The inclusion of AI technology in contact center and customer experience (CX) solutions is driving the most rapid pace of innovation, improvement, and change ever experienced in the service sector. AI has introduced a basic form of human understanding and intelligence into self-service solutions, making them customers’ preferred method for service. At the same time, AI is being added to most of the systems and applications used by contact center agents, vastly improving the experience of delivering and receiving service. Although its addition is new, AI is already demonstrating its ability to enhance the CX while improving quality, productivity, and employee engagement.

The contact center market is in the early stages of the AI technology continuum; the vendors are introducing a stream of AI-enabled capabilities and striving to figure out what is possible in the future. Although DMG does not believe that agents will be made obsolete by AI during the next five to 10 years, there is no doubt companies will be able to scale while reducing the ratio of live agents to customers. 

AI’s Concrete Contributions

The innovations resulting from AI are making valuable contributions to most aspects of the service experience. Computer vision is being applied and embedded into many CX-oriented applications to “see,” understand, and take appropriate actions or make recommendations based on visual input from documents, images, videos, or other systems. Pattern detection software is using intelligent automation to identify tasks and activities that can be performed better and more consistently than they could with live agents. Speech analytics is structuring customer conversations, identifying the insights companies need to understand customer needs and wants, and improving their journey. Next-best-action capabilities are altering interaction outcomes by guiding agents to do things right during the first contact. Predictive behavioral routing solutions are identifying customers’ communication styles in order to match them with agents with similar characteristics to improve the CX. Predictive analytics is beginning its slow but powerful entrance into many contact center solutions, due to its foundational ability to identify propensities of all types of customer activities and employee behaviors. And this is just the beginning for contact centers. 

But AI is not magic.

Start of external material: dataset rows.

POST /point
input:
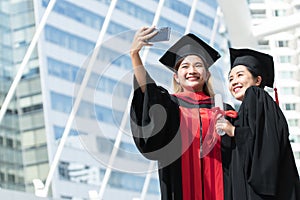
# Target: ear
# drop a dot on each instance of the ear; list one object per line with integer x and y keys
{"x": 208, "y": 75}
{"x": 176, "y": 77}
{"x": 258, "y": 81}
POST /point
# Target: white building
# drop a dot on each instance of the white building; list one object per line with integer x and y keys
{"x": 51, "y": 83}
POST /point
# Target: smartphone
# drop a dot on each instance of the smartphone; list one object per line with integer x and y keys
{"x": 162, "y": 35}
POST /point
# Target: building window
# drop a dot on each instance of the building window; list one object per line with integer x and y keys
{"x": 279, "y": 12}
{"x": 293, "y": 122}
{"x": 282, "y": 43}
{"x": 258, "y": 13}
{"x": 285, "y": 75}
{"x": 290, "y": 106}
{"x": 288, "y": 90}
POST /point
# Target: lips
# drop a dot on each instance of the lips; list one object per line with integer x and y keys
{"x": 236, "y": 89}
{"x": 192, "y": 78}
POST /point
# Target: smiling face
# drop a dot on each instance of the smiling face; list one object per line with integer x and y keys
{"x": 192, "y": 74}
{"x": 240, "y": 78}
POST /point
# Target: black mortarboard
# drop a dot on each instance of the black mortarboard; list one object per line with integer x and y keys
{"x": 260, "y": 63}
{"x": 189, "y": 45}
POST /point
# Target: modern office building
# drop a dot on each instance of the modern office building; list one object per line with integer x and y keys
{"x": 44, "y": 107}
{"x": 284, "y": 45}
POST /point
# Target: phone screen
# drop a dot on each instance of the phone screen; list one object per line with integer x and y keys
{"x": 162, "y": 35}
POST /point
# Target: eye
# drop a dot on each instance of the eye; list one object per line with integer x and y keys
{"x": 184, "y": 66}
{"x": 198, "y": 65}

It is an expanding group of technologies that, when supported by a large data repository, are able to discern patterns in the way that humans think in order to apply these insights to improve future interactions. When it comes to contact centers, this means that once the processing steps for each type of inquiry or transaction are recognized, AI will be able to enhance—or potentially automate—their handling and resolution, freeing agents to perform more complex tasks and activities. Given that at least 50 percent of the actions performed by contact center employees are repetitive, even if they require some form of decision making, applying AI technology to accelerate their resolution is beneficial for customers, agents, and a company’s bottom line.

It’s already been an amazing few years in contact centers, but a complete (and needed) renaissance is expected during the next decade in most aspects of the customer experience. Driven by digital transformation and AI, two of the fundamental building blocks of this service revolution, enterprises are finally going to do what their customers have been asking for: deliver an outstanding CX throughout the customer journey. While this is going to take many forms, based on the needs of each organization, it’s a strategic necessity, as companies cannot afford to continue to deliver “service as usual.”